UNITED STATES COURT OF APPEALS FOR THE THIRD CIRCUIT
decided: February 3, 1971.
UNITED STATES OF AMERICA, PEARLY WILSON, #C-6811, STATE CORRECTIONAL INSTITUTION, PITTSBURGH, PENNSYLVANIA ON HIS OWN BEHALF AND ON BEHALF OF ALL OTHERS SIMILARLY SITUATED IN PENNSYLVANIA'S STATE PENAL SYSTEM, APPELLANT,
JOSEPH R. BRIERLEY, SUPERINTENDENT, STATE CORRECTIONAL INSTITUTION AT PITTSBURGH, PENNSYLVANIA, THE PRISON COMPUTATION BOARD, AND THE RECORDS OFFICER OF THE STATE CORRECTIONAL INSTITUTION AT PITTSBURGH, PENNSYLVANIA
Seitz and Van Dusen, Circuit Judges and Masterson, District Judge.
Author: Per Curiam
Plaintiff, Pearly Wilson, appeals a judgment of the district court dismissing his civil rights complaint and petition for a declaratory judgment.
Plaintiff is presently confined in the Pennsylvania State Correctional Institution at Pittsburgh, where he is serving two concurrent sentences of 2 1/2-5 years and an additional consecutive sentence of 3-6 years. Relying on the Act of May 11, 1901, P.L. 166, §§ 1-6 (repealed 1965), which provided for the commutation of sentences for good behavior, plaintiff seeks an order compelling the defendant prison officials to credit him and other prisoners similarly situated with the good behavior time they had allegedly accumulated prior to the Act's repeal on July 23, 1965.

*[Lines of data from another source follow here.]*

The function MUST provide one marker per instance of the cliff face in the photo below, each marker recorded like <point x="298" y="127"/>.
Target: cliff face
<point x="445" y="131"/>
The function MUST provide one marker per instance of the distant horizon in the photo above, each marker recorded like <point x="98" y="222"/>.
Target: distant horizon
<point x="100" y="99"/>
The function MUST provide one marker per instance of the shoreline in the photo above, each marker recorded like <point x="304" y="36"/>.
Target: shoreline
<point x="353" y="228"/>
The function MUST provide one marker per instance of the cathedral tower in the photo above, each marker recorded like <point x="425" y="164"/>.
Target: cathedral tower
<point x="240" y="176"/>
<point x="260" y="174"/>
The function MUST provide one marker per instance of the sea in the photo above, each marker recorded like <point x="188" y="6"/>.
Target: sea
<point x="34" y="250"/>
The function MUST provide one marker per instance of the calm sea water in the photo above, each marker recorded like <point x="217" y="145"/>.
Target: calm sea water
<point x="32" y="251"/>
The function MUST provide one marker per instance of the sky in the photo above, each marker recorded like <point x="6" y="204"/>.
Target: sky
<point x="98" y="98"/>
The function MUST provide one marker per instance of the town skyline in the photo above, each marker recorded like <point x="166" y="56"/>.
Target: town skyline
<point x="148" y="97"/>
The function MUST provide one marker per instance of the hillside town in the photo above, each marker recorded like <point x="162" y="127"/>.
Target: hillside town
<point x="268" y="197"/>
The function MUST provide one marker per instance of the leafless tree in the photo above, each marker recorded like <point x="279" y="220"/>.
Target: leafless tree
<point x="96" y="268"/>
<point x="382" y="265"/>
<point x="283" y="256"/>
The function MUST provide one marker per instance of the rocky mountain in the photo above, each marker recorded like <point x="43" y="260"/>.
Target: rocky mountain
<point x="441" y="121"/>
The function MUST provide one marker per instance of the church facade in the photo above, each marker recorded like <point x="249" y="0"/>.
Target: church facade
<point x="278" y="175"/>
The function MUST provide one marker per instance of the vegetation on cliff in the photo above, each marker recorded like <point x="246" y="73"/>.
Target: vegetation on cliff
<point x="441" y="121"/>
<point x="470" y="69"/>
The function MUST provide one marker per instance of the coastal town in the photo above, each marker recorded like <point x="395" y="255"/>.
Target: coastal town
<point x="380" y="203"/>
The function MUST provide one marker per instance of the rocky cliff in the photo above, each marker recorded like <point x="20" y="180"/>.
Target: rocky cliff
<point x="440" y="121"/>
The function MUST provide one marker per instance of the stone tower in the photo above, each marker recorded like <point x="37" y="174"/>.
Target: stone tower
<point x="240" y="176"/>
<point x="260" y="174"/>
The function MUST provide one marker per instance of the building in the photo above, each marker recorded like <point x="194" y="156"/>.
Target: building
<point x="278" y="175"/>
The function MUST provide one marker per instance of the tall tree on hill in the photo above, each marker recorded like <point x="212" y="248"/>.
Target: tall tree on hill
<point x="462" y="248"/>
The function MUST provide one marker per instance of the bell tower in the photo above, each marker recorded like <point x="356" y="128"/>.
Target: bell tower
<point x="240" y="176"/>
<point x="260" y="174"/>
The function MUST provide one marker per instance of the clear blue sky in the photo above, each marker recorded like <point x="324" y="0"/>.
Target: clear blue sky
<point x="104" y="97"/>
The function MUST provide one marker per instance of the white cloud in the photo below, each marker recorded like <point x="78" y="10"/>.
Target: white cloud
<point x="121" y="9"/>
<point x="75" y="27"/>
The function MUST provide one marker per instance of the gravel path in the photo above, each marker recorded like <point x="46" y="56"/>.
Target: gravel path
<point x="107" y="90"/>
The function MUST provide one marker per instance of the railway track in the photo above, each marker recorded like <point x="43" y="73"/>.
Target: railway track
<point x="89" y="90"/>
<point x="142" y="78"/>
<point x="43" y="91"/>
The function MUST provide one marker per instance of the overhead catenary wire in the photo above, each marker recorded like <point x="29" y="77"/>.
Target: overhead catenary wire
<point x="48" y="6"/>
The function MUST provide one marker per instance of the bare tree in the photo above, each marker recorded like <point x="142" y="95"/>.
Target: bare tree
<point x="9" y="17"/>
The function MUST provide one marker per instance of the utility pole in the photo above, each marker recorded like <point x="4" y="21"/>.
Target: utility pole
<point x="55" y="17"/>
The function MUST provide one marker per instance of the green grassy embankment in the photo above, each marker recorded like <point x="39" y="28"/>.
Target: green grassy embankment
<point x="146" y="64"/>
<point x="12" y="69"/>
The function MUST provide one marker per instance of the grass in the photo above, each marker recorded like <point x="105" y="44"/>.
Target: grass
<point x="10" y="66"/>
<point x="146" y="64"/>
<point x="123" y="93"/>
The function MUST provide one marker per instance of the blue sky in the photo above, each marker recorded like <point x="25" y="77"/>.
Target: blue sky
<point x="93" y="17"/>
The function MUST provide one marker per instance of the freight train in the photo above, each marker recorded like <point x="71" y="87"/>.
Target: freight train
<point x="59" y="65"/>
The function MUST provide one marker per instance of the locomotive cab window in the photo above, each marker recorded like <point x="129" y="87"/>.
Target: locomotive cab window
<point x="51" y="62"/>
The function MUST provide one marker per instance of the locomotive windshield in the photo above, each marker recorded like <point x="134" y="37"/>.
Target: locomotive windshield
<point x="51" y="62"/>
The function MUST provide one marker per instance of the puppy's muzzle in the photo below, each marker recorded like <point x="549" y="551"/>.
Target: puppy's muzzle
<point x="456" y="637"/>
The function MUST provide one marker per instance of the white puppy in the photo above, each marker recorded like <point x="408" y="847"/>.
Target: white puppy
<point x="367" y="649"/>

Plaintiff does not attack the constitutionality of the above statute. Instead, he maintains that, since they had not been cited for bad conduct, he and the other members of his class had an absolute right to such credits, which defendants have therefore "arbitrarily disallowed and cancelled without reason" in violation of the Due Process and Equal Protection Clauses. Section 6 of the Act of May 10, 1909*fn1 and Section 6 of the Act of June 19, 1911, as amended,*fn2 both specifically provide that "no person sentenced for an indeterminate term shall be entitled to any benefits under [the Act of May 11, 1901]." Since defendants' actions were in conformity with these two statutes -- neither of which plaintiff attacks -- their refusal to grant good behavior time to all prisoners serving indeterminate sentences amounted to neither an unequal application of state law nor an abuse of discretion in violation of plaintiff's due process rights. Thus, we conclude that plaintiff's complaint fails to state a claim of constitutional proportions.
The judgment of the district court will be affirmed.